With running back Matt Forte and receiver Alshon Jeffery returning from injury to strengthen the offense, it would seem that the latter would be the more complicated issue for this week.
Bears players have promised that a repeat of last year’s debacle at Lambeau Field, when Rodgers threw for six first-half touchdowns in a 55-14 rout, won’t happen again. At the very least, the season opener provided reasons to believe that, considering the Bears led 13-10 at halftime.
“We’ve played against them,” Fangio said. “They know it’s a no-huddle operation, so they’ve been out there with it and seen their offense live, which is better than trying to practice against it. I think maybe they have a better appreciation for the challenge ahead.”
It didn’t always look like it against the Broncos, but members of the Bears’ defense believe they’ve evolved into a better unit since Week 1.
“Different year, different team,” linebacker Shea McClellin said. “We just have to go up there with a competitive mentality that we can compete [with them].”
RB Matt Forte
He had the Bears’ best rushing day of the season in Week 1 when he went off for 141 yards and a touchdown against the Packers.
WR Alshon Jeffery
The Packers won’t be able to sell out against the run like the Broncos did if Jeffery is back. He tilts the field and demands extra attention.
OLB Pernell McPhee
The outspoken star said he’s feeling much better after toughing out a left knee injury last week. “I ain’t got no knee problems,” he said. “I’m good.”
DE/OLB Datone Jones
Seeing time in different spots, the 2013 first-round pick is coming off a big game in a win over the Vikings. He had two sacks and four quarterback hits.
WR James Jones
His two touchdown catches in Week 1 stung the Bears’ defense. Maybe, cornerback Tracy Porter’s presence will help this time around.
RB Eddie Lacy
It’s been a disappointing season for Lacy, but he finally broke out last week, producing his first 100-yard game this season last week.

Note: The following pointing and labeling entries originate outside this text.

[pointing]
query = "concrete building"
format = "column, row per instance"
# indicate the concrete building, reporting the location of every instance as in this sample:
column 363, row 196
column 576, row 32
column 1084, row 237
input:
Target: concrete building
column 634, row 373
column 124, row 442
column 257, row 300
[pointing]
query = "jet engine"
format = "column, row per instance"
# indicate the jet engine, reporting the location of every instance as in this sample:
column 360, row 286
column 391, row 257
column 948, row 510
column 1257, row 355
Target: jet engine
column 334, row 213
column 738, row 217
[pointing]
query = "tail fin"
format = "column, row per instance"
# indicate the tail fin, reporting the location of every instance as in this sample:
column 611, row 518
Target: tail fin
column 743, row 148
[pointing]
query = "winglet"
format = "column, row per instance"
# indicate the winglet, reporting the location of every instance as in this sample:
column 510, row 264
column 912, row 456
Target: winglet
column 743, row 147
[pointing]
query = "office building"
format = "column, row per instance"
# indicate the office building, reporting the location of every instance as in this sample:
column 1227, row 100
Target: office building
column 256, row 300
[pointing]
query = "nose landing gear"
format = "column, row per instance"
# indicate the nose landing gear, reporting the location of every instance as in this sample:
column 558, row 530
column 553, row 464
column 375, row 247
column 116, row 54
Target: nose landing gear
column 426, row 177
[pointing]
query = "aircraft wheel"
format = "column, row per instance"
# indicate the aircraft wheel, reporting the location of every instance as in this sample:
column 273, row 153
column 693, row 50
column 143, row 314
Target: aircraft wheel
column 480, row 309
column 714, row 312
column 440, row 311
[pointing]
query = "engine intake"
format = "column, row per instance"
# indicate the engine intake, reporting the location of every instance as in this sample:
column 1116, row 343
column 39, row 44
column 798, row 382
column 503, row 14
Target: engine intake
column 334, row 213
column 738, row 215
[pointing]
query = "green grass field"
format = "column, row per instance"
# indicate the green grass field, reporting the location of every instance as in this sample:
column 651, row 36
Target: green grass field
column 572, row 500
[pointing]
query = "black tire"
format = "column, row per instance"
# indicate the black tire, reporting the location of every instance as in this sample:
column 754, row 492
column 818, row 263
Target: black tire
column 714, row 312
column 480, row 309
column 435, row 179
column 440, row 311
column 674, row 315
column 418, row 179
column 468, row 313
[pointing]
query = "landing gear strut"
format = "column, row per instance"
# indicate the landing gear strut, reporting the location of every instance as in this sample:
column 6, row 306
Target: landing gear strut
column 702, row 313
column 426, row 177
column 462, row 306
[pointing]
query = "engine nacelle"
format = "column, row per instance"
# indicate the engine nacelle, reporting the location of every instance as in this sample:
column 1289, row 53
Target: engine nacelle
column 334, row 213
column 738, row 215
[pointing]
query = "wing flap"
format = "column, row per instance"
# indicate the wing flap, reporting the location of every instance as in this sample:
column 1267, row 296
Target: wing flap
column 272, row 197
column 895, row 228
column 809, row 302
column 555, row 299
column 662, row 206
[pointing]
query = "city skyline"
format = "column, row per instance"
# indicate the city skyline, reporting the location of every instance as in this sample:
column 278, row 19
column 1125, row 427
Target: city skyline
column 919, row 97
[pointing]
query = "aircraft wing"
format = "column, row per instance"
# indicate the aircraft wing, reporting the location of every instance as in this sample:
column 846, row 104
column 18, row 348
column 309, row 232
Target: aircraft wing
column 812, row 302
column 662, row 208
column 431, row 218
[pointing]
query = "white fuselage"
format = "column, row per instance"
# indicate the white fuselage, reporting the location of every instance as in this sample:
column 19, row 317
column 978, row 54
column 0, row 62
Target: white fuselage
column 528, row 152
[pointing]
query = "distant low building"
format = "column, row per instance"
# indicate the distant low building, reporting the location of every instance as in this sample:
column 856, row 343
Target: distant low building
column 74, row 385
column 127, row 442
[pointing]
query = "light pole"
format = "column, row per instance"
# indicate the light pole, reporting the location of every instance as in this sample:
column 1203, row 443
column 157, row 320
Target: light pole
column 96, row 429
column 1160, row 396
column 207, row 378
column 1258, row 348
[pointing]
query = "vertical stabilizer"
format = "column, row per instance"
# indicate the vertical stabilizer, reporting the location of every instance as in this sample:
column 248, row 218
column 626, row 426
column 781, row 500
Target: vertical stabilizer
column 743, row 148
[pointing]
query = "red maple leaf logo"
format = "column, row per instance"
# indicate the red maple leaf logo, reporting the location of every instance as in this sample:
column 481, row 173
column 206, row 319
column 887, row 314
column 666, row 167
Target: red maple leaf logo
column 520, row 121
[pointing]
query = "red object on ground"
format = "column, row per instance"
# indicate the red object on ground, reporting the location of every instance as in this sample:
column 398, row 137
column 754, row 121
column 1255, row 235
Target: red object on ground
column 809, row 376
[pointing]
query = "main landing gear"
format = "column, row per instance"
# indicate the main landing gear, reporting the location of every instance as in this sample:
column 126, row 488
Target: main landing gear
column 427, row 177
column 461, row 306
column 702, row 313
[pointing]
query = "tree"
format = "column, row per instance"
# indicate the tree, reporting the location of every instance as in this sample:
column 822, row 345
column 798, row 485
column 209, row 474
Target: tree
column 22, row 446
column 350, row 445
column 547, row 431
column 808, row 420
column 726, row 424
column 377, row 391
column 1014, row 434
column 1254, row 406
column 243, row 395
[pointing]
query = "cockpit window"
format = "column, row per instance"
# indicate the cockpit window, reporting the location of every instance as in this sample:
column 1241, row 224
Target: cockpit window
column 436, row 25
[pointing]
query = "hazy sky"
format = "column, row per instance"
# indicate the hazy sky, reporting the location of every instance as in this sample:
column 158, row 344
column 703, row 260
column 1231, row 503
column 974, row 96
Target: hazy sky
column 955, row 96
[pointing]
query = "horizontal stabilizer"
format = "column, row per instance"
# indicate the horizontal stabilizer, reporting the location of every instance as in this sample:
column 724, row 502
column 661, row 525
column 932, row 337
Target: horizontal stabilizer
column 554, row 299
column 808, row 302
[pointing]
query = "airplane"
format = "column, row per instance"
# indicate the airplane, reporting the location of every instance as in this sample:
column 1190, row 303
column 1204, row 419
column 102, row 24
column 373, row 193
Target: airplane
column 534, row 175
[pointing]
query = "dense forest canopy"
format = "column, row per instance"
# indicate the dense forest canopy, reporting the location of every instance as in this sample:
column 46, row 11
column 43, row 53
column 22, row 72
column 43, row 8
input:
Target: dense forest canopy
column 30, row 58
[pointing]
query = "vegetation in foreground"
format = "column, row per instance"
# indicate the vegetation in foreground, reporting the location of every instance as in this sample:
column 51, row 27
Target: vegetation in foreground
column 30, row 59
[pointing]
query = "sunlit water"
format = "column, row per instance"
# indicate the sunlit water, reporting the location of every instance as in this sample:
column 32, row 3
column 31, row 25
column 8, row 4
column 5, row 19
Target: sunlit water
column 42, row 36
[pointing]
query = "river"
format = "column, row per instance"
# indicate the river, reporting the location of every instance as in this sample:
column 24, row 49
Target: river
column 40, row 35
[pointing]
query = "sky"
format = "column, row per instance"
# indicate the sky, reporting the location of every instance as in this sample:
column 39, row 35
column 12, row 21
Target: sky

“He’s a tremendous teammate, a tremendous athlete. He’s accomplished all the things we saw in him when we selected him with the second pick in that year’s draft [with the Panthers]. Like all of us, he’s been to a few different teams, but he’s performed well wherever he’s been. I have tremendous respect for him as a player and a person.”
— Bears coach John Fox on Packers OLB Julius Peppers
Mitch Unrein / No. 98/ Defensive lineman
When the Bears added Unrein to their active roster before the season opener, coach John Fox said that he possessed the “football character” that the team wanted. Turns out he can play, too.
Unrein, who spent the past four seasons with Fox in Denver, has played in all three phases and been active every week this season for the Bears. He’s a main clog in the defensive line’s rotation, the offense’s jumbo-package fullback and a stalwart on special teams.
Last week against the Broncos, Unrein played 27 snaps on defense, 12 on special teams and one on offense. He was credited with a season-high three tackles, according to coach reviews.
It’s defense where Unrein is most needed after the release of Jeremiah Ratliff and the placement of Ego Ferguson on injured reserve.
Coordinator Vic Fangio said there has been mixed results up front, but the effort is there.
“They’ve done OK,” Fangio said. “Obviously, we had our problems this past week [against the Broncos] defending the run. Sometimes it hasn’t been good enough; other times it has been. I would say ‘inconsistent,’ but those guys are playing hard and doing everything they can to do their jobs.”